Mes tempes battent ; toute ma chair va à cette femme presque nue et charmante dans le matin et dans le transparent vêtement qui enferme la douce odeur d’elle… Et on entend encore résonner la phrase banale du mari, la phrase étrangère à elle, la phrase blasphématoire dans cette chambre où elle apporte sa nudité.

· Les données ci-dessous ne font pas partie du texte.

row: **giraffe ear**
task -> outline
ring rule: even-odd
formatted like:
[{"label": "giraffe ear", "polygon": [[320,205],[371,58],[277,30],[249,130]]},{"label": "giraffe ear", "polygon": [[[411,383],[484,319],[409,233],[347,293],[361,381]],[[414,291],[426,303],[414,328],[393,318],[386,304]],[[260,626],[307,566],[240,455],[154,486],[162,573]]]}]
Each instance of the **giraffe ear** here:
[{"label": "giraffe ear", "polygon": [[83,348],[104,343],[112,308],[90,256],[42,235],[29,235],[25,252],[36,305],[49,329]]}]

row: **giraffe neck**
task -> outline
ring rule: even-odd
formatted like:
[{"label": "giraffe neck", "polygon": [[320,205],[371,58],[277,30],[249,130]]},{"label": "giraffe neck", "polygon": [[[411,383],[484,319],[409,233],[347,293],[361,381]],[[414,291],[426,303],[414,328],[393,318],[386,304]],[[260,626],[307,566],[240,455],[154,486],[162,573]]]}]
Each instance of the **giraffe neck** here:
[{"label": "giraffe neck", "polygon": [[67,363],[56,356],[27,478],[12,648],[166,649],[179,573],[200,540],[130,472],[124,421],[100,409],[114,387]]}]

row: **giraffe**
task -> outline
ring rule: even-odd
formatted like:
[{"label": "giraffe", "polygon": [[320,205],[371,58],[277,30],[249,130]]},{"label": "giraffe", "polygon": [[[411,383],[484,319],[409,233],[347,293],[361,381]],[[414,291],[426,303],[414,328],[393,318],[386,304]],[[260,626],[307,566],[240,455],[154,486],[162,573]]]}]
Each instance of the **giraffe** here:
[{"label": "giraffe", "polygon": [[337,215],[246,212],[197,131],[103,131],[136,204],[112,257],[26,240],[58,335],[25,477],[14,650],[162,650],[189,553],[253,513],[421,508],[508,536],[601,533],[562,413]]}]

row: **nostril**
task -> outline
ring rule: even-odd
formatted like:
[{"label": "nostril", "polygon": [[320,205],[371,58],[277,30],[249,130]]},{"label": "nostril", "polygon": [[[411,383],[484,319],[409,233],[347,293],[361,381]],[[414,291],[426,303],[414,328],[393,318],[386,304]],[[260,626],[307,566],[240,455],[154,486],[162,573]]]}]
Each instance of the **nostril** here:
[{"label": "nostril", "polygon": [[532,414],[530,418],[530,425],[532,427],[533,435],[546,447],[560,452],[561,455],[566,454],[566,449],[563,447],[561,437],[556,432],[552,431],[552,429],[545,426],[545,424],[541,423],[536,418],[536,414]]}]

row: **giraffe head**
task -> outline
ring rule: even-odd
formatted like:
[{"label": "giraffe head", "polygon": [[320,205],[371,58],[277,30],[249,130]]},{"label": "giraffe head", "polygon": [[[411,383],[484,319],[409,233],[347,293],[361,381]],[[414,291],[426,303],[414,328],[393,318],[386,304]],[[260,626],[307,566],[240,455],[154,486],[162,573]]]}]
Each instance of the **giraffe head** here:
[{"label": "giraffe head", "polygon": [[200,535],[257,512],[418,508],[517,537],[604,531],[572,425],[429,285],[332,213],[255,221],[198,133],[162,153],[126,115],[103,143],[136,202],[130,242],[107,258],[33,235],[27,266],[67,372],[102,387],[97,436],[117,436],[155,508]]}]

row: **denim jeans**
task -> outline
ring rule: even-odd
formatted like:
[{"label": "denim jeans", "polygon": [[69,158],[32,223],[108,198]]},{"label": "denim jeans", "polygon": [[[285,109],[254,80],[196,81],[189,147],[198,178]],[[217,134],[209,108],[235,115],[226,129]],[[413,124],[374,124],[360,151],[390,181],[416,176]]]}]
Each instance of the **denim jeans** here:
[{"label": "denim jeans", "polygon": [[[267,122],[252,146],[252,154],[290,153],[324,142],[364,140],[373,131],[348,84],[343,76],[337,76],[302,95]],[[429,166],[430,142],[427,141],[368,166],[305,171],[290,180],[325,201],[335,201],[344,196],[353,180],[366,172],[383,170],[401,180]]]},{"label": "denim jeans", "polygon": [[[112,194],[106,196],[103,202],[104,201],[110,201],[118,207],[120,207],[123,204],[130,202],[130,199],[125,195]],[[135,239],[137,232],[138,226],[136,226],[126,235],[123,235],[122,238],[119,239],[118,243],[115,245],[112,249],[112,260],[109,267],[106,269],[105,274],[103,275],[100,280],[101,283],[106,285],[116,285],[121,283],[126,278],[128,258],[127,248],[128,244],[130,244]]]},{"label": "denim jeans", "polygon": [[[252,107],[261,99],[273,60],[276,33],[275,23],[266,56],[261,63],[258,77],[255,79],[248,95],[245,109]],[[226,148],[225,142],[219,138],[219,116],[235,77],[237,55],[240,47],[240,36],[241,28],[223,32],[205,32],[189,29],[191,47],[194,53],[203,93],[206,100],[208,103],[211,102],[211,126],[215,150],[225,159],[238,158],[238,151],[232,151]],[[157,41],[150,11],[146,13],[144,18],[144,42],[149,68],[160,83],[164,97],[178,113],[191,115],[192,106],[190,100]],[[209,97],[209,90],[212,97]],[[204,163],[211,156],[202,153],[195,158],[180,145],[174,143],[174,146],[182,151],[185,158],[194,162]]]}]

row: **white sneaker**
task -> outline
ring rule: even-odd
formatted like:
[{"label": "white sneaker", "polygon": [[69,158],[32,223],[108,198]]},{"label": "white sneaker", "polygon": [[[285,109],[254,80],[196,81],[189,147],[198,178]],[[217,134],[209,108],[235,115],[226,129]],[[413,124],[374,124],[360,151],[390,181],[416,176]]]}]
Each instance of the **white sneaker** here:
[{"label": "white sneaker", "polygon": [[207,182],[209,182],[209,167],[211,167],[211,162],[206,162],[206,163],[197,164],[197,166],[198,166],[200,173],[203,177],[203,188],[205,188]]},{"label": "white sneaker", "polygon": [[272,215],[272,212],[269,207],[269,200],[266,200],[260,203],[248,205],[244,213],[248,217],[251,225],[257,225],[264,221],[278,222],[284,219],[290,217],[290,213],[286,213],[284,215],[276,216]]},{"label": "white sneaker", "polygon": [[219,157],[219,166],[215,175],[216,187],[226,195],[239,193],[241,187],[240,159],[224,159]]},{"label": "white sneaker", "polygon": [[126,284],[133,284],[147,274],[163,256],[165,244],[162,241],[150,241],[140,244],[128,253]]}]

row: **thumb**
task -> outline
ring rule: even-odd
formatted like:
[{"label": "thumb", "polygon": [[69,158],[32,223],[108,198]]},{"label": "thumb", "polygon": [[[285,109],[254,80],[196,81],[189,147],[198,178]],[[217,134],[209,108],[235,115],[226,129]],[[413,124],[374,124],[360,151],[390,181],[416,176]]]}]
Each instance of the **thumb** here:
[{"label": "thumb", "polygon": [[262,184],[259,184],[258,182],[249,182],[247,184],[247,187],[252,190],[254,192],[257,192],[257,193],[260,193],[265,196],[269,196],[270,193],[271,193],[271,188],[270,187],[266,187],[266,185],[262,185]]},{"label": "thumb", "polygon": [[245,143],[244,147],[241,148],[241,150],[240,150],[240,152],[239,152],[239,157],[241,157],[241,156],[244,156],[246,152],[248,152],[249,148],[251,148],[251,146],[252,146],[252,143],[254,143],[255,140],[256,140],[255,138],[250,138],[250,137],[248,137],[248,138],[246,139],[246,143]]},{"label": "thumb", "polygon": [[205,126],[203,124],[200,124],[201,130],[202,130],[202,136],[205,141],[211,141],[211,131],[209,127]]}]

Elle met son corset, ses jarretelles, son pantalon, son jupon. L’homme demeure dans son indifférence bestiale ; il retombe à ses réflexions.

… Elle s’est installée devant la glace de la cheminée, avec des boîtes et des objets. Le miroir du cabinet de toilette ne lui paraît pas sans doute suffisant pour ce qu’elle veut faire. Tout en procédant à sa toilette, elle parle toute seule, bavarde, gaie, animée, à cause qu’on est encore au printemps de la journée.

… Et elle s’applique et se multiplie ; elle met beaucoup de temps à s’arranger, mais ce sont des heures importantes et non perdues. D’ailleurs, elle se dépêche.

Elle va maintenant ouvrir une armoire, en tire une robe frêle et légère qu’elle tient dans ses bras, en avant, comme une nichée d’oiseaux.

Elle passe cette robe. Puis tout d’un coup une idée lui vient, et ses bras s’arrêtent.

— Non, non, non, décidément, fait-elle.

Elle ôte sa robe et va en chercher une autre : une jupe sombre et une chemisette.